Eryri Clothing, which was previously known as Snowdonia Eco Friendly Clothing, had used ‘Snowdonia’ on its products but recently received a ‘cease and desist’ letter from Manchester-based fashion chain JD Williams.
That firm has owned the trade mark for the name on clothing, footwear and headgear products since 2013. It was approved by the European Intellectual Property Office (IPO) and then automatically transferred to the UK IPO after Brexit, according to the Daily Post.
This means Eryri Clothing has to comply with the order to drop using ‘Snowdonia’ on its products.
In response the local firm decided to try to register ‘Eryri’ (Welsh for Snowdonia) as a trade mark under the same clothing category in order to “play them at their own game”.
But this request has been rejected by IPO, which told it that the application is “not acceptable”. IPO says ‘Eryri’ would “not be perceived as a trademark by the average customer and would instead be perceived as an indicator that the items of clothing were produced or designed or sold in Eryri/Snowdonia”.
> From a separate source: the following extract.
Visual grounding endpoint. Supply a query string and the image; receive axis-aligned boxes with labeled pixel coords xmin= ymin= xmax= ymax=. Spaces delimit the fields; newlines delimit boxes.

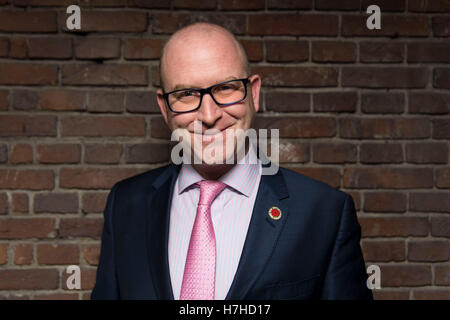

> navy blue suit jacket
xmin=91 ymin=165 xmax=372 ymax=300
On social media Eryri Clothing said: “So an English company can trade mark Snowdonia and close down a small Welsh business but a small Welsh business can’t trade mark Eryri for clothing purposes only.”
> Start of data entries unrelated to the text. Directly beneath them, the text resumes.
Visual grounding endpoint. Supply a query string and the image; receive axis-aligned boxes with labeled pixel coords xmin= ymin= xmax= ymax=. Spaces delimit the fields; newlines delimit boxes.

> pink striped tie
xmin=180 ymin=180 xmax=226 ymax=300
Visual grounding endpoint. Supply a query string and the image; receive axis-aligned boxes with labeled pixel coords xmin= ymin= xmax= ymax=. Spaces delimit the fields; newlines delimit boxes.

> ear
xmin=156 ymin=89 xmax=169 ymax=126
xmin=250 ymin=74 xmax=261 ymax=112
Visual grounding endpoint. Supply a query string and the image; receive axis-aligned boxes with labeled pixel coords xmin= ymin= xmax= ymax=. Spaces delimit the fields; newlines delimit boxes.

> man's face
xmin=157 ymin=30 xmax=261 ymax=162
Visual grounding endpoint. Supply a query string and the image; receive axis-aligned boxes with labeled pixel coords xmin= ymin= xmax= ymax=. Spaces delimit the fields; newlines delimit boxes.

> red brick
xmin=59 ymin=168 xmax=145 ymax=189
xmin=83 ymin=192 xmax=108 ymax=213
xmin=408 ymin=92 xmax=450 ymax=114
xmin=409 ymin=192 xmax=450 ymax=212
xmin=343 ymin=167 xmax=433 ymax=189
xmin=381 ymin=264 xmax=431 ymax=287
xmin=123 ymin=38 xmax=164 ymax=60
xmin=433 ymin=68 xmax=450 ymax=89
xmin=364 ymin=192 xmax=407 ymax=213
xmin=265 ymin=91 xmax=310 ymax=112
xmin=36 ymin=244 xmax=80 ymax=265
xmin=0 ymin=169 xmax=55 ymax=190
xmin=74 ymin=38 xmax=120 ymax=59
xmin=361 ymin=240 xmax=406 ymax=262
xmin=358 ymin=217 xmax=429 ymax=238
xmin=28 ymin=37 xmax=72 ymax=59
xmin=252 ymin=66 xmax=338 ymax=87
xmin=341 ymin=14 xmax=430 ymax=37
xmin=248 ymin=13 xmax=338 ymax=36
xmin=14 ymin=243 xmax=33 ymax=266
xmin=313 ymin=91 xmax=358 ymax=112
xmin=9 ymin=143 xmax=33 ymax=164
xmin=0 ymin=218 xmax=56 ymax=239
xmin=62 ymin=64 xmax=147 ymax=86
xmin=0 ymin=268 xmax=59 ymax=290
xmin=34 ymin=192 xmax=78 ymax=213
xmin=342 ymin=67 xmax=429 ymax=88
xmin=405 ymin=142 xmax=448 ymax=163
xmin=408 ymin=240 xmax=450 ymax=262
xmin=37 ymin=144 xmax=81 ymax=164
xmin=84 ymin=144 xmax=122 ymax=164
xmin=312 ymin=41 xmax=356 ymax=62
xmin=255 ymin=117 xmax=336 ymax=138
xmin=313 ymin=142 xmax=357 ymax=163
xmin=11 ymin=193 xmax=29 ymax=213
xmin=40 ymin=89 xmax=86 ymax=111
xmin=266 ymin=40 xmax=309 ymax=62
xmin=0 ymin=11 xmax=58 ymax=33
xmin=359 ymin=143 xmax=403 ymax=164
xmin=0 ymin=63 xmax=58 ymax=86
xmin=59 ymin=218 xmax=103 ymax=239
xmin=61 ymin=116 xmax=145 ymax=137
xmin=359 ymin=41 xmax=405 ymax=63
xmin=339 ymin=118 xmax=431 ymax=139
It has also thanked its supporters on social media since it shared the news about the trade mark issue: “We are absolutely overwhelmed by the support we have received in less than 24 hours from customers, followers, creators and independents around the World! We cannot thank you enough.”
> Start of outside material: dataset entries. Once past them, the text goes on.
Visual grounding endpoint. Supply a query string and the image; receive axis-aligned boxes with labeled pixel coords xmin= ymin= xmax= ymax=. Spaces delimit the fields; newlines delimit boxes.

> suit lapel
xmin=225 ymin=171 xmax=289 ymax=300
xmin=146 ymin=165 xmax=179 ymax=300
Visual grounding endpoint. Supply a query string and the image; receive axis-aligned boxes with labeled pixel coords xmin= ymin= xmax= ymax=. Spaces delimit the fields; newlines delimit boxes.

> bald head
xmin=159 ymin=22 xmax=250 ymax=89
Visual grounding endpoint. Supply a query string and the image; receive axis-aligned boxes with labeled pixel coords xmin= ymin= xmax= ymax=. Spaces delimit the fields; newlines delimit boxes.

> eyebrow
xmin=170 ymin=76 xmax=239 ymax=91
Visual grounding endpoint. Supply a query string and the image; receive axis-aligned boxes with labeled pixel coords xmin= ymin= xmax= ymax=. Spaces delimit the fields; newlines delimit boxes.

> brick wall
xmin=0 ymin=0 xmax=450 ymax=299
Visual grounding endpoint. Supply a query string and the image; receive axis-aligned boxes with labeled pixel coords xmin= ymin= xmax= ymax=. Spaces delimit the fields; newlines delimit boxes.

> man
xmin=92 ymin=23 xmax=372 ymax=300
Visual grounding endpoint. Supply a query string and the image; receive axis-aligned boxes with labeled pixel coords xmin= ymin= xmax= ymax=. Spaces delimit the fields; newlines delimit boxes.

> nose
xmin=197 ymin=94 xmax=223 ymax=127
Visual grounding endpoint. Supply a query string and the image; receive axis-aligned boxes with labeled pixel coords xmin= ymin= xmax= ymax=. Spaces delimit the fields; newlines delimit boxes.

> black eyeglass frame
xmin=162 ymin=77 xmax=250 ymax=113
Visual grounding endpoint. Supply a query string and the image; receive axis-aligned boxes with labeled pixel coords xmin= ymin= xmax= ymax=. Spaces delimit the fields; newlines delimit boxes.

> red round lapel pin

The company is appealing the IPO decision on ‘Eryri’ and is seeking advice from Welsh Government and the Welsh Language Commissioner as does so.
IPO said: “Geographical place names are not automatically excluded for registration.
“In assessing whether any place name can function as a trade mark, we have to consider factors including the extent of any current association between the place name and the goods or services intended for protection, and the perception of those relevant consumers likely to encounter the sign when used as a trade mark.
“As part of this application process, we welcome the views of the applicant and any relevant information and evidence they may wish to provide.”